Third step. A global correlation is applied to all data x versus θ to obtain the optimal values of all parameters using Equations (3) and (4). As initial values of the correlation procedure, the values obtained in the previous step are introduced. In this way, finding inappropriate values as mathematical solutions of the numerical problem is prevented. This last fitting is again performed by minimizing the OF (Equation (2)), and the parameters obtained here are taken as definitive.

The values of the parameters and the root mean square error (RMSE) of the compositions calculated with the model, in relation to the experimental values, are presented in

Table 2. Values obtained for the parameters of Equations (3) and (4) and RMSE, Equation (2).

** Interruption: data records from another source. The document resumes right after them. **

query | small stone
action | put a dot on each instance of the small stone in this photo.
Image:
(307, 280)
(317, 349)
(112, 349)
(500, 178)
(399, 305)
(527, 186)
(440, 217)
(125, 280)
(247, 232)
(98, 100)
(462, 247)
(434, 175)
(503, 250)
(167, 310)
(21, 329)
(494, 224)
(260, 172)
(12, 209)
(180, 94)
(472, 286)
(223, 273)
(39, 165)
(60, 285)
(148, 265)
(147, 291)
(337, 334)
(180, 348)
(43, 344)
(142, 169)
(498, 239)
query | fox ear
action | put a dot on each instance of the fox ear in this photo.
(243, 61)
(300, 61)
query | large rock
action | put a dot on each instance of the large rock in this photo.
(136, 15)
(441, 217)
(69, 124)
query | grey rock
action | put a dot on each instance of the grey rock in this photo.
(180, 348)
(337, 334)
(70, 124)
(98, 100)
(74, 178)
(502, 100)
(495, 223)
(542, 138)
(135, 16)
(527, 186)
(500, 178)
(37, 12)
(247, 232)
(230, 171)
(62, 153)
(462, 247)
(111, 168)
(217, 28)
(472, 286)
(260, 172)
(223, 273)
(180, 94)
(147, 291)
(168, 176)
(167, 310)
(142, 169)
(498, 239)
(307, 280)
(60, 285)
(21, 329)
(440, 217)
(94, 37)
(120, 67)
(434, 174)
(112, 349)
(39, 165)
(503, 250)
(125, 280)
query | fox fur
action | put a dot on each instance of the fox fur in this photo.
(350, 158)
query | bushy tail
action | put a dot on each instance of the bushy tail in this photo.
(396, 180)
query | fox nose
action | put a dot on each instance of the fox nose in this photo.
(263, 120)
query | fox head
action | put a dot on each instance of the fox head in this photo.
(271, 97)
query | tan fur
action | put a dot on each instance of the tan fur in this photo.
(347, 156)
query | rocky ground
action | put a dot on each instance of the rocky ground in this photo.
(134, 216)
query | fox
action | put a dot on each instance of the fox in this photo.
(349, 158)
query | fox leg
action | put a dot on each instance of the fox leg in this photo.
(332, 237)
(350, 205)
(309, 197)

${k^{\prime }}_1$	${k^{\prime }}_2$	${k^{\prime }}_3$	${k^{\prime }}_4$	${k^{\prime }}_5$
3.6576 × 102	1.0000	6.1738 × 10−2	1.1418	3.3980
${k^{\prime }}_6$	${k^{\prime }}_7$	${k^{\prime }}_8$	${k^{\prime }}_9$	${k^{\prime }}_{10}$
2.6287 × 104	2.4296	9.8352 × 10−1	1.9351 × 104	1.5530 × 104
Kd0	Kd1	Kd2		RMSE, Equation (2)
9.6586 × 107	1.5942	6.0141		0.021

and plotted together with the data in Figure 4, showing an adequate fit for systems with x_0,alcohol/x_0,acid > 1, Figure 4b,c, similar to those obtained by the initial form used, Equation (1). Figure 4a shows the modeling of the experiments with x_0,alcohol/x_0,acid = 1, with a better adaptation to experimental data. Despite this improvement, the model deviates from the data in the solvent-free case (assay n° 5), indicating the necessity to use more accurate models to reproduce the denaturation of the enzyme.

4.2. Modeling

Figure 4 shows the result of the modeling obtained with Equations (3) and (4), while Figure S2 reflects the representation using Equation (1). Although the comparison of the two figures does not seem to reveal any differences, some details of the implementation of both models are mentioned. The second version of the model, considering the enzyme denaturation, given by Equations (3) and (4), shows that the reaction kinetics are acceptably represented under all conditions, except for high concentrations of acetic acid with x_0,alcohol/x_0,acid = 1 and x_0,acid = 0.5. Quantitatively, this latter model shows better results with RMSE = 0.021 compared to a value of 0.067 when the simpler version is used, Equation (1). The major difference between the results obtained occurs for the case mentioned above since the curve estimated by Equation (1) does not describe the experimental behavior. Furthermore, the modeling with Equations (3) and (4) reflects that the conversion and reaction rate of the system are the lowest of all experiments. This fact is important because most of the works in the literature do not use high concentrations of carboxylic acids and do not show these data or do not include them in the modeling because the kinetic behavior [43,44] is not regular.

5. Conclusions

The synthesis of pentyl acetate using acetic acid and pentan-1-ol, with Lipozyme^®435 as the catalyst, was carried out using various proportions of the reagents and concentrations of the medium (including solvent-free conditions). Conversions higher than 80% were obtained after 8 h of reaction, except in the most concentrated systems, with a molar ratio x_0,alcohol/x_0,acid = 1, which presented the inhibition and/or loss of enzymatic activity due to the high concentration of acetic acid. The tests carried out allowed the establishment of the following optimal esterification conditions: a solvent-free medium, ratio of reagents x_0,alcohol/x_0,acid = 2, and an initial concentration of acetic acid of 3.6 M. Under these conditions, the catalyst could be reused in 10 successive cycles without loss of activity, reaching the values mentioned for conversion. The kinetic equation of the Bi–Bi Ping-Pong model, with the modifications proposed in this work considering the denaturation of the enzyme, in general properly describes the esterification kinetics studied.